The CEO of the child domain asked me if members (including administrators)
can access data in the child domain by default. According to Microsoft, a
domain is a security boundary and I told that access to data in
"child.parent.com" for members of "parent.com" must explicitely granted.

No I saw that the "Enterprise Admins" group of the parent domain is
automatically member of every domain administators local group in every
domain in the forest! So if you intend to grant access to data to the local
administrators group, members of the "enterprise admin" group can
automatically access this data.

This is unacceptable for the CEO of the child domain. Is it possible, and
what are the consequences, when we remove the "enterprise admins" group form
the local administrators group in the child domain? (We also run an Exchange
2003 installation which organisation spans the parent and child domain). We
have seen, that on member servers, the "Enterprise Admin" group is not
automatically member of the local administrators group, but there is
sensitive data on the domain controllers.
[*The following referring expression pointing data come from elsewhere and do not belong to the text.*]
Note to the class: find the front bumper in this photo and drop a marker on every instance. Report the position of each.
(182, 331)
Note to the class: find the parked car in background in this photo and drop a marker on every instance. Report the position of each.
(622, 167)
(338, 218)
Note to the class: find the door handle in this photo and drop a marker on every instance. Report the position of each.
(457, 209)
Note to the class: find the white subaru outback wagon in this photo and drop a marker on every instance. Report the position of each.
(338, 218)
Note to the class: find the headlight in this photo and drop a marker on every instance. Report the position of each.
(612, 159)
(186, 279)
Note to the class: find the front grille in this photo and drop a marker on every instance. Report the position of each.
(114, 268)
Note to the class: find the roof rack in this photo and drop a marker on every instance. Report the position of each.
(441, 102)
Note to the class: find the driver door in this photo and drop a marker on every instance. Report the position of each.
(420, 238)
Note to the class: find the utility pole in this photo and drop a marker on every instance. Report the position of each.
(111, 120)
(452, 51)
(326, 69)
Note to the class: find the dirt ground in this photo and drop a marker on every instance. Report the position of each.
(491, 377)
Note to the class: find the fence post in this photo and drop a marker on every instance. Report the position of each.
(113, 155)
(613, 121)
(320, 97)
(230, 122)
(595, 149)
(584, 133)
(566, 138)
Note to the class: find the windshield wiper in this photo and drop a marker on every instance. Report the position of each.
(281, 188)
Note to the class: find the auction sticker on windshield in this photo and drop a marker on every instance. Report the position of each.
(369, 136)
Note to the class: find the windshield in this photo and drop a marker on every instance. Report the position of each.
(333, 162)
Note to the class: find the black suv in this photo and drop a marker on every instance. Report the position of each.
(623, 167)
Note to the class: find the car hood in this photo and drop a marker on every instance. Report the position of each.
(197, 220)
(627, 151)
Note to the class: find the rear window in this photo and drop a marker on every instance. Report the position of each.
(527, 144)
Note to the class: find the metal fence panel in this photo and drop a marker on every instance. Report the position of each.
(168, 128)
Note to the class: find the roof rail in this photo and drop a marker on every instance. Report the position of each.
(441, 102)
Thanks in advance for any help or links to MS documents about this subject.
Franz
 
J

Jeff Smalley

Franz,
I just posted a similar question recently and didn't get
any feedback as to how to lock a non-root domain down from
the root Enterprise Admin folks.
I was teaching a group for a state agency and they were
told to take out the Enterprise Admins group from their
domain Administrators group. That would seem that that
would prevent access but the Enterprise Admins have rights
base on Security settings on all the Active Directory
containers in the non-root domain. Running a simple test I
logged in as an Enterprise Admin member and I couldn't add
myself back as an Administrator but I could add myself to
the Account operators. I have search through out
Microsoft's website and can't find any recommendations as
to securing your child domain. The only 2 design thoughts
would be to have an empty root domain design of your
forest or to create a seperate forest entirely. Both don't
really help since you already have your AD rolled out.

If you find anything please post it.